Is B definitely a unique key?
Is R in 4NF?
I understand lossless decomposition - if you take the natural join of the two sets above - you are given the original dataset i.e in this case A,B,C.
But I just cannot grasp how to take the given information and prove/confirm that B->>C holds or if it does not.
I emailed my professor about my confusion and he just told me to look over his notes (which I've obviously done numerous times) and it's gotten me nowhere.
Does the multivalued dependency B->>C hold?
You have been told some things about MVDs. One of them is probably:
A decomposition of R into (X, Y) and (X, R − Y) is a lossless-join
decomposition if and only if X ->> Y holds in R.
In your case R is {A,B,C}, X is {B}, Y is {A} and R - Y = {A,B,C} - {A} = {B,C}. So a decomposition of R into (B,A) and (B,C) is a lossless-join decomposition if and only if {B,A} ->> {B,C} holds in R. But we are given that decomposition of R into (B,A) and (B,C) is a lossless-join decomposition. So {B,A} ->> {B,C} holds in R.

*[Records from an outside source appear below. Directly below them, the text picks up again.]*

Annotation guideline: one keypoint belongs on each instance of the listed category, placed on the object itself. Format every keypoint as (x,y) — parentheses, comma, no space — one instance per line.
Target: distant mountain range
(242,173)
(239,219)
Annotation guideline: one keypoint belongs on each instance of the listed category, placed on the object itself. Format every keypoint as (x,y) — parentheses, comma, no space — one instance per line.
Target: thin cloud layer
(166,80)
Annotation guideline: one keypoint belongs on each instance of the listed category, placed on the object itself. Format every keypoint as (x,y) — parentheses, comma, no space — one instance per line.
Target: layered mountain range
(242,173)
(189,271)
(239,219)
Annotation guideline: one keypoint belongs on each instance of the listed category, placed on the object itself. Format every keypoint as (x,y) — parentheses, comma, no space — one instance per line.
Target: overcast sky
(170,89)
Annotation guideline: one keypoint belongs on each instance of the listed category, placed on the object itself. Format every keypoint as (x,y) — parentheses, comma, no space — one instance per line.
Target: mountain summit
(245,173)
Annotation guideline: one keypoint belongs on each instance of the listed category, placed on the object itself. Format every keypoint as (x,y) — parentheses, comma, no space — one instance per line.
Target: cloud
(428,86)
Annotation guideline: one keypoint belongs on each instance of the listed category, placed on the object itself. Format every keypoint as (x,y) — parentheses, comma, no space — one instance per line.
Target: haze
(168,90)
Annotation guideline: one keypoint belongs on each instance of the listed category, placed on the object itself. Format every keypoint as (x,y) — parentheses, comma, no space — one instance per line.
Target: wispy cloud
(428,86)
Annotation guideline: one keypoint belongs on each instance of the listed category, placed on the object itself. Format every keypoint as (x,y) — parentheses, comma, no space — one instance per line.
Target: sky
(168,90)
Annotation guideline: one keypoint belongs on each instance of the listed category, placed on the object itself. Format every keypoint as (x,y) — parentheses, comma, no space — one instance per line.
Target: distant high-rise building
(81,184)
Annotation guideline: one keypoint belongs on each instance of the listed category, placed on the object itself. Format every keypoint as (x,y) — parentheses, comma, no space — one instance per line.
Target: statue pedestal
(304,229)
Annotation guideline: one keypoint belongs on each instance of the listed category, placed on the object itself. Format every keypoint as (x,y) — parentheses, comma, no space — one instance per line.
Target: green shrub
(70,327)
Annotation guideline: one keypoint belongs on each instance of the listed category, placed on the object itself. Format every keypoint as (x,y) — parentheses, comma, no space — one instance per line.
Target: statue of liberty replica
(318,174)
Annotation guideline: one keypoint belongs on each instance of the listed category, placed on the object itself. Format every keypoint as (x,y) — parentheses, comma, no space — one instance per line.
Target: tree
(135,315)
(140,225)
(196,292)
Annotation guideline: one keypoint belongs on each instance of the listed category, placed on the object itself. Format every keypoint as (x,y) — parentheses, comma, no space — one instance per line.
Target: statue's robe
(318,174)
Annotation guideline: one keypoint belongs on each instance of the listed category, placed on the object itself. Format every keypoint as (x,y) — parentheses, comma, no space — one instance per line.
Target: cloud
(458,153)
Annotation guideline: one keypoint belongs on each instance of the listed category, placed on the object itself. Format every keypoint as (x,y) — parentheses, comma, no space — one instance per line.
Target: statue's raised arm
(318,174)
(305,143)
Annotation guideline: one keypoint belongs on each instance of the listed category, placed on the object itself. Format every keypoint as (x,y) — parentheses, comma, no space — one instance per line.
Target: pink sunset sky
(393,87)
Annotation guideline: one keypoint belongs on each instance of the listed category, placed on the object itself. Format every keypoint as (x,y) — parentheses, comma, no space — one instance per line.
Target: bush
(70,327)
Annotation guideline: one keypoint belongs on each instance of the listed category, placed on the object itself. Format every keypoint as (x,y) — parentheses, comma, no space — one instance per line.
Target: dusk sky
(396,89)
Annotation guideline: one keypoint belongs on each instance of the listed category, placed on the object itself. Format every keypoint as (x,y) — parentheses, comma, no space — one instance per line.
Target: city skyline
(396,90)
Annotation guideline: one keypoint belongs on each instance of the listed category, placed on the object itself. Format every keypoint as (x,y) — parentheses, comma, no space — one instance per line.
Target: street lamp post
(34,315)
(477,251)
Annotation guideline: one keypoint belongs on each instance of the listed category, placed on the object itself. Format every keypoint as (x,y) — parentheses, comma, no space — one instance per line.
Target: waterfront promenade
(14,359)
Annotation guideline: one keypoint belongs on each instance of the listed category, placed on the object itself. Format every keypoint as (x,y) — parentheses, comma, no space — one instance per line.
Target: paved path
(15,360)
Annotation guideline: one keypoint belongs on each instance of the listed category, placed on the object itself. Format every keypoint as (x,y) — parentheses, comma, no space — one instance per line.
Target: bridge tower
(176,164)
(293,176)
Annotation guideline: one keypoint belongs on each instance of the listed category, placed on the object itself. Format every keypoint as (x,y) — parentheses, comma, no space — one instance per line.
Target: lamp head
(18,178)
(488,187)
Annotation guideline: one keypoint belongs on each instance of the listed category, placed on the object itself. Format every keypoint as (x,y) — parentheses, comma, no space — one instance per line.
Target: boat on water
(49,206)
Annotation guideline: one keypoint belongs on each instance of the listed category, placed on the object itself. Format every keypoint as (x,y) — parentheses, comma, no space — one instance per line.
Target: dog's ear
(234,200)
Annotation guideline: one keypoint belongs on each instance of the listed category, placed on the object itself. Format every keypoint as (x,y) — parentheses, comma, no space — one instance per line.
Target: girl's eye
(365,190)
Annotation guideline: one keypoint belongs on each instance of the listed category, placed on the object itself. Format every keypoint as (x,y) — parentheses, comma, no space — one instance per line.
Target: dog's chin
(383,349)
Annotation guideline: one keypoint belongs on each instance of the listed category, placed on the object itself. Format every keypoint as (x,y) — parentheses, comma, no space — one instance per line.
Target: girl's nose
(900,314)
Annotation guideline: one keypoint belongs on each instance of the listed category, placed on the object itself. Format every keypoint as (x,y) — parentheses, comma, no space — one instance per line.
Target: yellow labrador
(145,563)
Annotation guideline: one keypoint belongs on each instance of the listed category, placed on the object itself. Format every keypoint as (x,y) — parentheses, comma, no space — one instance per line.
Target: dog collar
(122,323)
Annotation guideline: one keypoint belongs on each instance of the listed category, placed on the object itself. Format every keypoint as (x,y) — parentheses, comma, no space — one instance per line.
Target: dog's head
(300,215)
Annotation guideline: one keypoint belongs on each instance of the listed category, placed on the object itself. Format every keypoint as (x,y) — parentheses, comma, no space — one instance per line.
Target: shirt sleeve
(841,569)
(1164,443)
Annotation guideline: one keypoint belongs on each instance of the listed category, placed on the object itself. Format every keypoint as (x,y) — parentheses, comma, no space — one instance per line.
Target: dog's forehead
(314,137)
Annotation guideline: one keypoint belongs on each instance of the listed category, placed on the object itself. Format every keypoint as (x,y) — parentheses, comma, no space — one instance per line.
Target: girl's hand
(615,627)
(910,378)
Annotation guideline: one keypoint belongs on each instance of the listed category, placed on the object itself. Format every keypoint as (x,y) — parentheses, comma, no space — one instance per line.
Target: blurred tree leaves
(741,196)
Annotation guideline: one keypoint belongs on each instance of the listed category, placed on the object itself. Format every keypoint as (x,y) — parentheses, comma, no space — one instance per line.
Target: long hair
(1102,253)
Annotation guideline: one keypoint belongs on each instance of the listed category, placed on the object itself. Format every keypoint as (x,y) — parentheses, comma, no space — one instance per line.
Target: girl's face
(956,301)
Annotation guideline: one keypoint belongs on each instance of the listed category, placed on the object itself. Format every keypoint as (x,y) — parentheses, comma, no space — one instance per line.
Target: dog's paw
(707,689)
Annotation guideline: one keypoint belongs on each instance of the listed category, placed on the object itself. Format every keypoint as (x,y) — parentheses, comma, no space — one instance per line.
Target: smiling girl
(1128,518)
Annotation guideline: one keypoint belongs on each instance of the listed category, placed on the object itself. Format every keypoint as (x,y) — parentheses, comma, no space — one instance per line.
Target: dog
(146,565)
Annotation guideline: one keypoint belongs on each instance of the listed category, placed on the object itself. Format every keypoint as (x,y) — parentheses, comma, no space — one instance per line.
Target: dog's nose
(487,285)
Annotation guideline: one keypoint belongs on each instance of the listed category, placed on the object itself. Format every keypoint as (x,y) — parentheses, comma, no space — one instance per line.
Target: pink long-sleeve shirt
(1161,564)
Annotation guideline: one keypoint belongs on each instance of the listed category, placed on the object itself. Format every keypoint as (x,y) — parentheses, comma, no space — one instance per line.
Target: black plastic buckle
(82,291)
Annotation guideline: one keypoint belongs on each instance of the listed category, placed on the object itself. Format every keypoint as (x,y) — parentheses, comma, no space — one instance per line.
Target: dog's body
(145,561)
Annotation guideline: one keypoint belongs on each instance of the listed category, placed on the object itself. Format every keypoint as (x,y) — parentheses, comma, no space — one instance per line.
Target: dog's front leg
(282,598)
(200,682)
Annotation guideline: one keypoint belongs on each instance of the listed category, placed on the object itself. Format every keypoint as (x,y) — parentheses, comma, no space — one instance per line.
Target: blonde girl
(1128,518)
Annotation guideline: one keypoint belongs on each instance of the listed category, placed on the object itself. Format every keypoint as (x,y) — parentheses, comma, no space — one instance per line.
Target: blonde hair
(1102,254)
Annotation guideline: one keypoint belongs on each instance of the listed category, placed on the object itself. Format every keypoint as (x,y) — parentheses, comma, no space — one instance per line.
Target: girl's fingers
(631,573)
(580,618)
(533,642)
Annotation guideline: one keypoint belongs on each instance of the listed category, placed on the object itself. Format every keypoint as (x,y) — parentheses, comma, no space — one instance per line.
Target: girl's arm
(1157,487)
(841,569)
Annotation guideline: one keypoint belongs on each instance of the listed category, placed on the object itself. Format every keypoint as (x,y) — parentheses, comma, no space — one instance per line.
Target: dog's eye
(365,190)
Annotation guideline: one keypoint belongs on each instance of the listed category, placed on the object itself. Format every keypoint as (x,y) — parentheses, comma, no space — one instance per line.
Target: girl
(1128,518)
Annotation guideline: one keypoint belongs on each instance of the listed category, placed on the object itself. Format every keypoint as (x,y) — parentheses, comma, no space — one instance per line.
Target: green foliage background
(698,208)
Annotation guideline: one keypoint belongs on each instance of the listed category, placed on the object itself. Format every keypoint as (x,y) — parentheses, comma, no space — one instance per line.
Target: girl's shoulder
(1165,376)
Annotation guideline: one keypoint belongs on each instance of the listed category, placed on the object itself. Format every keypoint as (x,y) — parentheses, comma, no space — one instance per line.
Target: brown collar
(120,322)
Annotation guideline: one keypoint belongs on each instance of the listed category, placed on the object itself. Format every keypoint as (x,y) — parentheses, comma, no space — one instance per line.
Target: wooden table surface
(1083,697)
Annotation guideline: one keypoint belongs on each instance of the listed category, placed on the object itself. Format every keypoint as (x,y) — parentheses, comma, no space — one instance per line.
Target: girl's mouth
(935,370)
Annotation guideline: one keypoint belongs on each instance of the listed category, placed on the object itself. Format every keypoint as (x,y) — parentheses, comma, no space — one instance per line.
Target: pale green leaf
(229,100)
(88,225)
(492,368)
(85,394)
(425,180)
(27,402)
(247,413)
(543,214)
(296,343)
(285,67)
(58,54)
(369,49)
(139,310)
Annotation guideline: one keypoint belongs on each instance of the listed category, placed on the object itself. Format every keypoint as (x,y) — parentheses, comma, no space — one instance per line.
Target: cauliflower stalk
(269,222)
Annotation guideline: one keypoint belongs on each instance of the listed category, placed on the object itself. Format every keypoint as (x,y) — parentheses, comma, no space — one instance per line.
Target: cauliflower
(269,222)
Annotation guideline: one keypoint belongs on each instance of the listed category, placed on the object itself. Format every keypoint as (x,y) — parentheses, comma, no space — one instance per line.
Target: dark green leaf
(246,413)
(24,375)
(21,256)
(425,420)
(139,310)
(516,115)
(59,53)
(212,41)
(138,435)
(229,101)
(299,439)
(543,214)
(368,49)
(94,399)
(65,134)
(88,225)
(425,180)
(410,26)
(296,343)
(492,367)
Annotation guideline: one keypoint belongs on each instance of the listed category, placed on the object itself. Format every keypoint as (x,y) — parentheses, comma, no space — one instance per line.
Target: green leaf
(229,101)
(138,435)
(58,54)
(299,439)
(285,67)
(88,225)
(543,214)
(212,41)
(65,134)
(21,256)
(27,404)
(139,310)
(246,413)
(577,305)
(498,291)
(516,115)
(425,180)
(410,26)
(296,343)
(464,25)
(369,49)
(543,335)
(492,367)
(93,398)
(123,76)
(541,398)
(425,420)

Is B definitely a unique key?
I can't make sense of that.
Maybe you are trying to say that we are given that {A,C} is a CK (candidate key) of R but that there might be other CKs and you are trying to ask whether the decompositionality means that {B} must also be a CK of R. Let's look for a counterexample. Pick a simplest example. Suppose R is {(a,b,c1),(a,b,c2)} = {(a,b)} JOIN {(b,c1),(b,c2)}. This agrees with R CK {A,C} & R MVD {B,A} ->> {B,C}. But b appears with c1 and c2 so {B} does not functionally determine all other attributes so {B} is not a CK of R. So that CK and that MVD do not force that {B} is a CK.
Is R in 4NF?
You have been told some things about 4NF. One is probably that:
A Table is in 4NF if and only if, for every one of its non-trivial
multivalued dependencies X ->> Y, X is a superkey
The MVD {B,A} ->> {B,C} is non-trivial. But to show whether R must be in 4NF or must not be in 4NF or that we can't tell, you are going to have to address possible sets of non-trivial MVDs that could hold in R and CKs that R could have.